| Komisyon Adı | : | BAYINDIRLIK, İMAR, ULAŞTIRMA VE TURİZM KOMİSYONU |
| Konu | : | Coğrafi Bilgi Sistemleri ile Bazı Kanunlarda Değişiklik Yapılması Hakkında Kanun Teklifi (2/2512) |
| Dönemi | : | 27 |
| Yasama Yılı | : | 3 |
| Tarih | : | 15 .01.2020 |
MUSTAFA DEMİR (İstanbul) - Başkanım, bu imar planları ve imar planlarına dayanılarak yapılan uygulamalar, bu işlemlerin neticesinde mülkiyet hakkına dokunma. Aslında, 3 tane temel dayanağımız var bizim, ivedi usulde mahkemelerin ne olduğuna ilişkin. Mülkiyet hakkına dokunulmakta ve vatandaşların kendi mülkiyetlerinin tasarrufu engelleniyor; bu bir.
İkincisi: Şehir açısından son derece önemli olan bir planlama süreci akamete uğruyor. Şimdi, mesela, mahkeme karar verdi ve planları durdurdu. Arkasından, asıl kararın verileceği süre, en az beş veya altı yıl geçiyor. Şimdi, altı yıl içerisinde siz şehrin en canlı yerini, en yaşayan yerini nasıl imarsız bırakabilirsiniz? Bu, aslında, mülkiyet hakkının ötesinde, şehirde yaşayan bütün herkesin hak ve hukukunu gasbeden bir durum.

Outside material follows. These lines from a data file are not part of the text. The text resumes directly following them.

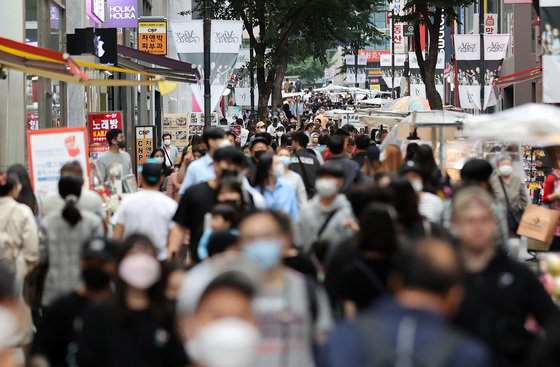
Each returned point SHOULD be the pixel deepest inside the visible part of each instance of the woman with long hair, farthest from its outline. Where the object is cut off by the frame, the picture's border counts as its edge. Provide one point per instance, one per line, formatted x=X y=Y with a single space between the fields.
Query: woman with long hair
x=278 y=194
x=365 y=279
x=61 y=237
x=26 y=195
x=393 y=159
x=134 y=328
x=19 y=252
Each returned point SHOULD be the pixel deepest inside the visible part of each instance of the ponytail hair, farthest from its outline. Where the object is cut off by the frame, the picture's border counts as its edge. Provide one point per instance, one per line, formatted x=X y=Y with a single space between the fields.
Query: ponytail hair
x=70 y=188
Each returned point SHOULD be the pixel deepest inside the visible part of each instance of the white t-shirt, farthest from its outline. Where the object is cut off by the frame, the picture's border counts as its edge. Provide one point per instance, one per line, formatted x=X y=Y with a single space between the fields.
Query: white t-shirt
x=431 y=207
x=149 y=213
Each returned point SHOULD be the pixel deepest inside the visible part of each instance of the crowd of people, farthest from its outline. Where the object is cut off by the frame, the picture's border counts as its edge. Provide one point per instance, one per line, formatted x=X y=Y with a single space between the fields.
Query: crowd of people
x=303 y=246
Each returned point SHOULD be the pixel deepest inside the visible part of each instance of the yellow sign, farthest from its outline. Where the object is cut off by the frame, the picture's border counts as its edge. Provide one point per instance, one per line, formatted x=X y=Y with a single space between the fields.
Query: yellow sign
x=152 y=37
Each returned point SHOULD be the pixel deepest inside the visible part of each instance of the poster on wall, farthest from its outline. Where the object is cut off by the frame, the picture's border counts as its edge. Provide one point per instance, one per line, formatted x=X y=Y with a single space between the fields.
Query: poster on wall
x=178 y=126
x=49 y=150
x=145 y=136
x=550 y=41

Üçüncüsü de -o 18 uygulamasında çok gündeme geldi- geriye dönüşü mümkün olmayan mağduriyetler yaşanıyor yani kök parsele ulaşamıyorsunuz. Kök parselin sahibi bir tarafta, parsel başka bir tarafta kalıyor. Siz nasıl bunu gerçekleştirebilirsiniz? Hasılıkelam, nereden bakarsanız bakın, hem şehir açısından hem insan hak ve hukuku açısından hem de mülkiyet açısından mutlaka olması gereken bir durum.